After giving up on studying civil engineering due to financial reasons I decided to help my mother out as a temporary receptionist at a private computer collage. Within a few weeks I had moved up to reception/general admin/general dogs body… Oh the joys. I did however get to sneak into the night classes and started to learn a few of the applications. Starting with Flash 3, DreamWearver 1, PhotoShop 4 (?), FreeHand 7(?). Unbeknown to me this would turn out to be the start of my future…

What is interesting and totally different to most of my geeky friends is that before this I had never really had any access to a computer. I spent my childhood spending as much time outside as I possibly could: cycling, horse-ridding, swimming and enjoying the wildlife by travelling about South Africa.

I quickly shedded the roll of reception and moved into instructor and after a few years I moved into head of research and development. I moonlighted for the training centre bug fixing work for corporate clients. Life was good. I was passionate and I worked hard. I loved it. Then one day the last of the company was injected into the arm of the MD who had a little problem with drugs and there went my job, my passion and pretty much all I had come to know over the few years.

I bounced around South Africa but never really settled into a company and by the time I was 24 I had lost my passion and needed to move on. Due to a selection of reasons England was my final destination. One of the primary reasons was my father had moved back after many years in South Africa.

Shortly after landing I got a job at a small company in south London. This was the first real development company I worked with and they got me into standards based dev and pretty much forced me to get into CSS for layout. Painful but for the best. I worked there for 6 months before going freelance. Within a few weeks I was lucky enough to get onto Grant Skinner’s ActionScript 2 course.

I worked for a selection of training centres teaching a selection of products from Flash to Director, got involved with the London MMUG and even did a bit of writing. I had a few development projects but got hooked into a rather large e-learning project for the NHS Spine. During the course of my 9 months up in Leeds I took a team of classroom teachers and turned them into an e-learning dev team. They were great guys and really passionate. It was good and bad times and for me the first time I got hit with accessibility.

We failed the “tests”. Really? Confused me when to spend time with the testing team to work out who, how, why and what we could do to get it working. I discovered that although it was not perfect in Flash it was a combination of poor standards and uneducated testing team that failed Flash. Just because it was Flash. No question. No research. No testing…
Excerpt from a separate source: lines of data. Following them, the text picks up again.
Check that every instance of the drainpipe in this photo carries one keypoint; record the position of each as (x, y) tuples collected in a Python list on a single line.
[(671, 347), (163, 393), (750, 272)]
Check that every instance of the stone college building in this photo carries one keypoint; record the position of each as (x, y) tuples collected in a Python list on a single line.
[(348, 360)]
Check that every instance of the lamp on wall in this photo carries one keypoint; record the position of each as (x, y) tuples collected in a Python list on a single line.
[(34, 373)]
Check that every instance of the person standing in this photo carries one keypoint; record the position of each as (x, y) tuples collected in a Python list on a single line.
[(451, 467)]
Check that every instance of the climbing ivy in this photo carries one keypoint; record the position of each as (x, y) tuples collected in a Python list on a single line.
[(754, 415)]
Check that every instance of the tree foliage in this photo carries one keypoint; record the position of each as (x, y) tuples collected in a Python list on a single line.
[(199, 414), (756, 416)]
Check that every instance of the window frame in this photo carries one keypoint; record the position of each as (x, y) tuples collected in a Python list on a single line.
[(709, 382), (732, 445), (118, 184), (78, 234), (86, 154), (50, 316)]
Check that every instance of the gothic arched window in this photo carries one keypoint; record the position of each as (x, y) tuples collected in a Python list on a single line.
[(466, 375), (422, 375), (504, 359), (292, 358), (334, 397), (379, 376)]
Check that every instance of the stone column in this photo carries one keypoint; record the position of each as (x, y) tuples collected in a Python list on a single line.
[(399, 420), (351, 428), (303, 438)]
After giving up for a few months I realised that I had let peoples ignorance and lack of tolerance get to me. I got really annoyed. Not only was it getting to me but it was getting in the way of so many disabled people. So I decided to focus on proving ignorant people wrong and then my two main goals: Get developers thinking about how to make sites more accessible and to educate ignorant Flash haters.

I dedicated a lot of time to this topic and have spoken at many conferences, written a bit and spoken to as many people as I could.

Three years on I feel like there has been a huge change in the attitudes of people across the UK and also the general internet and web standards people. I see more and more Flash developers considering accessibility in their every day projects. There are new standards available – WCAG2. There are a few more people who are really passionate about accessibility in Flash and Flex. I think they know more than me and should be the ones we are following in this area.

My current thoughts

So now I am going to move on. Sorry to those who want me to carry on with accessibility. I’m not going to delete any of my past posts or samples and in fact will try to post some things that I never got around to.

So in the next chapter we will see what happens. I am going to try to play more and have some fun. Flash on the Beach 09 inspired me beyond belief. There are so many areas that I feel I could really get into and some areas I would like to discuss more. Not sure where I will end up.